Grondleggers van psychologie
Wilhelm Wundt; onderzoek naar waarnemingen en waarnemingsdrempels door introspectie
(proefpersonen vragen naar ervaring). Wundt illusie
William James; emotie=verandering in lichaam, facial feedback hypothese
Uitgangspunten moderne psychologie;
- Fysieke veroorzaking van gedrag; tot 17e eeuw; mens bestaat uit lichaam (stoffelijk) en ziel
(onstoffelijk) = dualisme. René Descartes; dieren hebben geen ziel dus alles wat dieren en
mensen doen heeft een fysieke oorzaak. Ziel en lichaam communiceren via pijnappelklier
(onzin!!). Thomas Hobbes; geen ziel, alleen maar materie (=materialisme). 19 e eeuw; alle
gedrag zijn reflexen en lokalisatie van functies in het brein (gebieden van Broca en
Wernicke). Gevoelens en gedachten hebben fysieke oorzaken; maakt het mogelijk
psychologische processen empirisch te onderzoeken
- Gedrag wordt gevormd door ervaringen; empirisme; kennis en gedachten worden gevormd
door sensorische ervaring. Locke; mens komt als onbeschreven blad ter wereld, Tabula Rasa
en wordt geheel door ervaringen gevormd. Tegenovergesteld aan empirisme = nativisme;
veel van bepalende menselijke gedachten en motieven zijn aangeboren. A priori;
aangeboren, a posteriori; aangeleerd. Je kunt wel dingen bij leren. Nog steeds Nature vs
Nurture; allebei een beetje waar (vb. mogelijkheid tot taal aan leren tot ong 8 jaar, daarna
niet meer mogelijk)
- Gedrag is vormgegeven door natuurlijke selectie; Survival of the fittest; anatomische /
fysiologische eigenschappen erf je want hebben overlevingswaarde (gedragingen, verdriet
lachen boos, hebben ook overlevingswaarde). Eigenschappen met licht overlevingsvoordeel
zullen overgebracht worden van generatie op generatie, minder voordelige eigenschappen
zullen uitsterven. Andere bijdragen Darwin; mensen zijn dieren (mensen hebben geen
bijzondere eigenschappen), nadruk op functie van gedrag (wat is het nut van boos zijn?).
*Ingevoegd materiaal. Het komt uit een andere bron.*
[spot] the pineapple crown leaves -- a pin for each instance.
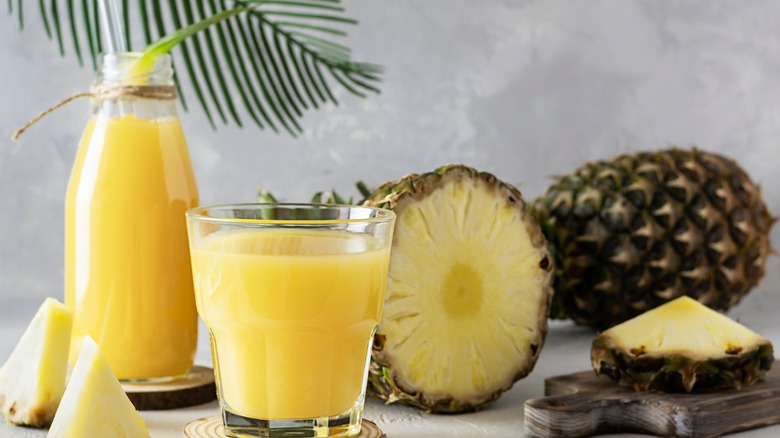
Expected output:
(332, 197)
(276, 59)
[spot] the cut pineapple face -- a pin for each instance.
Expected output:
(683, 326)
(682, 346)
(94, 403)
(462, 310)
(32, 381)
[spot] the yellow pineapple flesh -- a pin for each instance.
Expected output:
(467, 294)
(32, 381)
(94, 403)
(682, 346)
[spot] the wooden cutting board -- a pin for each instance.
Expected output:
(583, 404)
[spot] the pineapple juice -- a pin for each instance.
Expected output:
(291, 314)
(128, 275)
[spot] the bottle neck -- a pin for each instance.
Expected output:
(125, 87)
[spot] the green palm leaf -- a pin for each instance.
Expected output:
(268, 64)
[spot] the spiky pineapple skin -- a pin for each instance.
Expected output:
(681, 373)
(641, 229)
(383, 382)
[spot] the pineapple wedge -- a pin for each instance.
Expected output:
(94, 403)
(32, 381)
(682, 346)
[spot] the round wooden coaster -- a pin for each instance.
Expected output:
(195, 388)
(212, 427)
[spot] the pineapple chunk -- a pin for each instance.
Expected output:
(681, 346)
(32, 381)
(94, 403)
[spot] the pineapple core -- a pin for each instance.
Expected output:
(683, 326)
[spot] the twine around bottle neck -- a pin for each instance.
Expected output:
(106, 92)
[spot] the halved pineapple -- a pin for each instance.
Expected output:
(94, 403)
(32, 381)
(465, 312)
(682, 346)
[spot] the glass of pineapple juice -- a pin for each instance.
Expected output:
(291, 295)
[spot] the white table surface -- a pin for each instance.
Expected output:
(566, 350)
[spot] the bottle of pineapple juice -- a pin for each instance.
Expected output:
(291, 315)
(127, 269)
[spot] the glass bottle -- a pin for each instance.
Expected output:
(127, 267)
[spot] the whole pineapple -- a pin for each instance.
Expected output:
(641, 229)
(465, 312)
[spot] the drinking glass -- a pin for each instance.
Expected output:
(292, 295)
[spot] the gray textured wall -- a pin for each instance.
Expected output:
(524, 89)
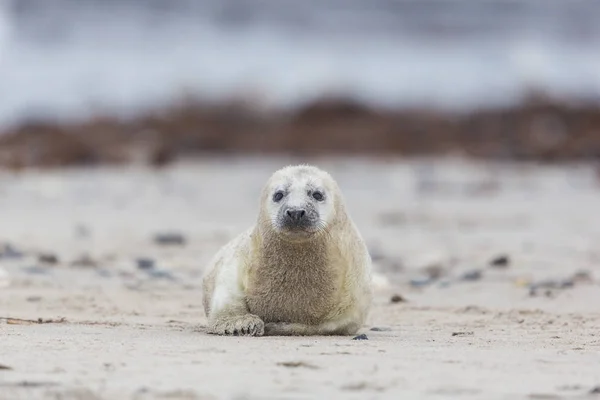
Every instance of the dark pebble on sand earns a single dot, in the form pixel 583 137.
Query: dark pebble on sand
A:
pixel 471 276
pixel 502 261
pixel 8 252
pixel 85 261
pixel 48 258
pixel 463 333
pixel 145 263
pixel 161 274
pixel 420 282
pixel 169 239
pixel 380 329
pixel 397 299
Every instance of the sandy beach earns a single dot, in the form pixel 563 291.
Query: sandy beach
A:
pixel 488 284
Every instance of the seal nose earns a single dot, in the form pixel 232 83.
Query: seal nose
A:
pixel 295 215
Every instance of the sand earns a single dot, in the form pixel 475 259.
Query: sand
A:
pixel 113 330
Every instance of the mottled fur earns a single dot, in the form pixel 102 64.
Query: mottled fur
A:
pixel 270 281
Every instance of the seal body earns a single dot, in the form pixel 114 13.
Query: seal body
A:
pixel 303 269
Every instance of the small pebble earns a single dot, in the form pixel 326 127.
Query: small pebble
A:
pixel 502 261
pixel 397 299
pixel 161 274
pixel 380 329
pixel 420 282
pixel 84 261
pixel 7 251
pixel 48 258
pixel 463 333
pixel 169 239
pixel 145 263
pixel 472 276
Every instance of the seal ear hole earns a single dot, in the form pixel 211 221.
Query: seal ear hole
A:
pixel 318 196
pixel 278 196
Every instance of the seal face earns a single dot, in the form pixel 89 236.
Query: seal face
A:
pixel 300 203
pixel 303 269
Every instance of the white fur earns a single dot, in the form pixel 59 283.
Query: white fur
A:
pixel 227 276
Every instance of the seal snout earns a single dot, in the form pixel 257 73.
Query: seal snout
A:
pixel 295 215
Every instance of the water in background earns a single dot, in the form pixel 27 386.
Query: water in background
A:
pixel 68 58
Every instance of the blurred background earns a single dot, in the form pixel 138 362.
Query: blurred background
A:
pixel 86 82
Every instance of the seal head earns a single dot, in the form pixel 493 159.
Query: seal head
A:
pixel 298 203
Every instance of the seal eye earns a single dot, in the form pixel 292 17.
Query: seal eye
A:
pixel 318 196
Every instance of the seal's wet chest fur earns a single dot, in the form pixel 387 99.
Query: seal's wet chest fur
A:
pixel 293 283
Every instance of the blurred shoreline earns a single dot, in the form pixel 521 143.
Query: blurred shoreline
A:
pixel 539 128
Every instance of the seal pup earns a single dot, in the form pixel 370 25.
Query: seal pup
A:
pixel 302 269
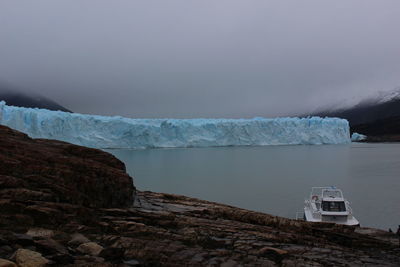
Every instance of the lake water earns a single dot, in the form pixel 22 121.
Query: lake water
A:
pixel 276 179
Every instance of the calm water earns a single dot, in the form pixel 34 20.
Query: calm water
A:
pixel 276 179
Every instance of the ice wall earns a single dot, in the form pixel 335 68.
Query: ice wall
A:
pixel 118 132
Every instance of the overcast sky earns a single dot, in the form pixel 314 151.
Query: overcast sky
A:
pixel 203 58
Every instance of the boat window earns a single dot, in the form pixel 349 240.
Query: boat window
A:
pixel 333 206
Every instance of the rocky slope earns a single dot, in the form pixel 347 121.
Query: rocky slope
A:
pixel 14 97
pixel 66 205
pixel 377 116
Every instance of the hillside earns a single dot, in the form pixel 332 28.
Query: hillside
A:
pixel 15 97
pixel 378 117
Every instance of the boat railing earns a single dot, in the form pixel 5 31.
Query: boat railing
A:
pixel 300 216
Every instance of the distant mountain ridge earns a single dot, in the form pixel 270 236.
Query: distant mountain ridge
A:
pixel 381 106
pixel 16 98
pixel 378 117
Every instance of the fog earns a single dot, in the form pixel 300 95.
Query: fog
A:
pixel 187 58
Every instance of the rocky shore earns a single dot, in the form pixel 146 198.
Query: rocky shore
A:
pixel 65 205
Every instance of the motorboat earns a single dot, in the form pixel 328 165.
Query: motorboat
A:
pixel 327 204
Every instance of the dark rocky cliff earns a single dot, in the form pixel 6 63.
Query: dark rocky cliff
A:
pixel 14 97
pixel 62 204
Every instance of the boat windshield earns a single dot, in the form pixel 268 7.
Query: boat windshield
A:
pixel 332 193
pixel 333 206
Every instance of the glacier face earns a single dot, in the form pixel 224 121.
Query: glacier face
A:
pixel 118 132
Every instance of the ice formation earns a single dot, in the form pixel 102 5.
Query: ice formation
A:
pixel 118 132
pixel 355 137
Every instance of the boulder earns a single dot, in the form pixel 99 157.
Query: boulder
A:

soms kun je gedrag begrijpen door naar de functie ervan te kijken.
College 2 Evolutionaire basis van gedrag
Adapteren; aanpassen, ervoor zorgen dat dier en omgeving bij elkaar passen. Capaciteit om boos te
zijn is aangeboren, de aspecten van gedrag zijn aangeleerd
Gedrag en psychologische eigenschappen erven we van onze ouders. Genen beïnvloeden de fysieke
structuren die bij gedrag betrokken zijn (indirecte beïnvloeding). De omgeving (temperatuur) heeft
ook invloed op je gedrag (voeding, chemische samenstelling cel (hormonen, geslacht), genen). Genen
hebben invloed op het gedrag, maar gedrag heeft ook invloed op genen.
Genotype; set van genen die iemand overerft
Fenotype; de waarneembare eigenschappen van het lichaam en in het gedrag (genotype + invloed
omgeving). De werking van genen is adaptief, ze passen zich aan aan de omgeving.
Evolutie; proces van verandering in soorten door selectieve overerving (maakt evolueren mogelijk)
van eigenschappen. Variatie is een voorwaarde voor selectie.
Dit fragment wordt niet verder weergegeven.